Streaming#

class StreamChannel#

Per-slot streaming channel.

Encapsulated MPSC pipe between the runtime (producer) and a single consumer. State is private; consumer interacts via consume()/waitPop()/tryPop()/cancel(). Runtime-side operations (push, finish, setOriginalBatchIdx) are accessed via friendship so consumers cannot hold the lock or skip chunks.

Public Functions

StreamChannel(StreamChannel const&) = delete#
StreamChannel &operator=(StreamChannel const&) = delete#
StreamChannel(StreamChannel&&) = delete#
StreamChannel &operator=(StreamChannel&&) = delete#
~StreamChannel() noexcept = default#
template<typename Handler>
void consume(
Handler &&handler,
std::chrono::milliseconds poll = std::chrono::milliseconds{100}
)#

Block until finished or cancelled, delivering every chunk.

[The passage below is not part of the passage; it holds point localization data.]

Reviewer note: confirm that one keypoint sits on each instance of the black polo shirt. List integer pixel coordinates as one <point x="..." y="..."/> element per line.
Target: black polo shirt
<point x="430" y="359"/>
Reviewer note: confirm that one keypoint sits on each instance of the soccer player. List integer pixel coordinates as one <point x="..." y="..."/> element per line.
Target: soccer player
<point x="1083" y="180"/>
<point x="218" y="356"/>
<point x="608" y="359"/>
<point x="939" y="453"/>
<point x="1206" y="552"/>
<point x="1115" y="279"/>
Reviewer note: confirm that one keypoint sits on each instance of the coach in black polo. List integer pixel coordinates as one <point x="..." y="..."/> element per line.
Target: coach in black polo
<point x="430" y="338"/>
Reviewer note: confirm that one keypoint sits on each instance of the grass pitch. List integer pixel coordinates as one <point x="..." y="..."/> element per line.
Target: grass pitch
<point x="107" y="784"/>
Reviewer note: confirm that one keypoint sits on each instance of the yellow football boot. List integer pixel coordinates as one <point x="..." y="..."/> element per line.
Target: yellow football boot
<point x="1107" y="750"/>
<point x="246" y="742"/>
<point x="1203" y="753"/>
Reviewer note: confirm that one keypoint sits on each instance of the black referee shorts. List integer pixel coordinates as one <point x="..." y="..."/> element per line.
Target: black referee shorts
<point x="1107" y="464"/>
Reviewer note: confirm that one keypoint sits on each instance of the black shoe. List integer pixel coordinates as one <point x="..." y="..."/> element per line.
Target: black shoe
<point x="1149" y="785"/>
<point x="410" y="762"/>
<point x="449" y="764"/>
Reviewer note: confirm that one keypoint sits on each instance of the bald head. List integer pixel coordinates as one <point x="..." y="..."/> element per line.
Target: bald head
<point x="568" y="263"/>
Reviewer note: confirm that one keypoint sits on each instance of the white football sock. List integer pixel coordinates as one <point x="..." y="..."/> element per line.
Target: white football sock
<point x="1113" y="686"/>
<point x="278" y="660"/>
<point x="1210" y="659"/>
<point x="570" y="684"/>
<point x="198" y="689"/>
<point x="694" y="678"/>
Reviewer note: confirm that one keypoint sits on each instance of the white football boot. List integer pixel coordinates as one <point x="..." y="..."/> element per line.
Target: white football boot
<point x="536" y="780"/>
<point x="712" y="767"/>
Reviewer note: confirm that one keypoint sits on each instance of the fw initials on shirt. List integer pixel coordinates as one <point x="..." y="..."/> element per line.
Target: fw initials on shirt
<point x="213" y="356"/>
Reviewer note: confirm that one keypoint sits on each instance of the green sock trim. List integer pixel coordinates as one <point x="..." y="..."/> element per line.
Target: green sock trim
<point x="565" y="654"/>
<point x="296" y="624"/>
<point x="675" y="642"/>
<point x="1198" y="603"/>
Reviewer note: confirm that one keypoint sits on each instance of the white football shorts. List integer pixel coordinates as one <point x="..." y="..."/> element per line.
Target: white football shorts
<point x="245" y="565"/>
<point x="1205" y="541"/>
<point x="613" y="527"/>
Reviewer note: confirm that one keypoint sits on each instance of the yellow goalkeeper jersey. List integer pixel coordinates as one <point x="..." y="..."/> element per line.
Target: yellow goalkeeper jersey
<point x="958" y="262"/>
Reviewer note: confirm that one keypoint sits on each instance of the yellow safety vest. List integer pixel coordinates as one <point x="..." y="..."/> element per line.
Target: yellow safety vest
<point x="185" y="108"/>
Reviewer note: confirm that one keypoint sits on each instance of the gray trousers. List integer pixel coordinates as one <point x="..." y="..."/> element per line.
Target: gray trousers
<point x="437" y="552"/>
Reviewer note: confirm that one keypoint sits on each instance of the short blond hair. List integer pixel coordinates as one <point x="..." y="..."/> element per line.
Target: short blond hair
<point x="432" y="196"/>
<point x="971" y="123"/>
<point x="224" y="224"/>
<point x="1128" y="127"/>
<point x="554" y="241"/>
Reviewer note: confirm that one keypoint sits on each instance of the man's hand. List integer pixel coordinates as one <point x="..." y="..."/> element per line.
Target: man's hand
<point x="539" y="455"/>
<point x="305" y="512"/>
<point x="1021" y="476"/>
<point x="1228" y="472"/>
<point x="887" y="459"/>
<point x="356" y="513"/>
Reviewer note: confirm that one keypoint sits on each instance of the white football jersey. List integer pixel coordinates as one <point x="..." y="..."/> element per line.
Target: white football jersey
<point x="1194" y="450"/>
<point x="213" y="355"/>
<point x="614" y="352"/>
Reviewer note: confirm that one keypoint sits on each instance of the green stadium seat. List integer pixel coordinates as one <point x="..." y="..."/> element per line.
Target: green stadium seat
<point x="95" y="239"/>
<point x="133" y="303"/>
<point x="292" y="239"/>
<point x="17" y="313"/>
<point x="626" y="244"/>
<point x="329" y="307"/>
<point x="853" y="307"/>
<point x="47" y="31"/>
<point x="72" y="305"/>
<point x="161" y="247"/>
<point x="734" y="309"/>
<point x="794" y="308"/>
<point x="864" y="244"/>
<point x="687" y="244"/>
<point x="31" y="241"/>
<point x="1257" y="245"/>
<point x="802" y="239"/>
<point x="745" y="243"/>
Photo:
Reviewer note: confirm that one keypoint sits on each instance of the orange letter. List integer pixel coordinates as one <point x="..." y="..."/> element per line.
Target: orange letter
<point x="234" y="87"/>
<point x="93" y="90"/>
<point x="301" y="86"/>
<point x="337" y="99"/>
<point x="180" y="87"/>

Exits when pending is empty AND either finished or cancelled is set. Lock is held only for pop; handler runs with the mutex released.

Template Parameters:

Handler – Callable with signature void(StreamChunk&&).

Parameters:
  • handler – Invoked once per chunk delivered.

  • poll – Max interval between wakeups (defaults to 100ms).

std::optional<StreamChunk> tryPop()#

Non-blocking single-chunk pop.

std::optional<StreamChunk> waitPop(
std::chrono::milliseconds timeout
)#

Blocking single-chunk pop with timeout.

Returns std::nullopt on timeout, or when woken by finish()/cancel() with empty deque. Callers that need the terminal signal should combine waitPop() with isFinished()/isCancelled().

bool isFinished() const noexcept#
FinishReason getReason() const noexcept#
int32_t getOriginalBatchIdx() const noexcept#
bool isCancelled() const noexcept#
void cancel() noexcept#

Fire-and-forget cancellation. Safe from any thread. Wakes blocked consume/waitPop.

void setStreamInterval(int32_t n) noexcept#

Per-request emit throttle. Values < 1 are clamped to 1. Default 1.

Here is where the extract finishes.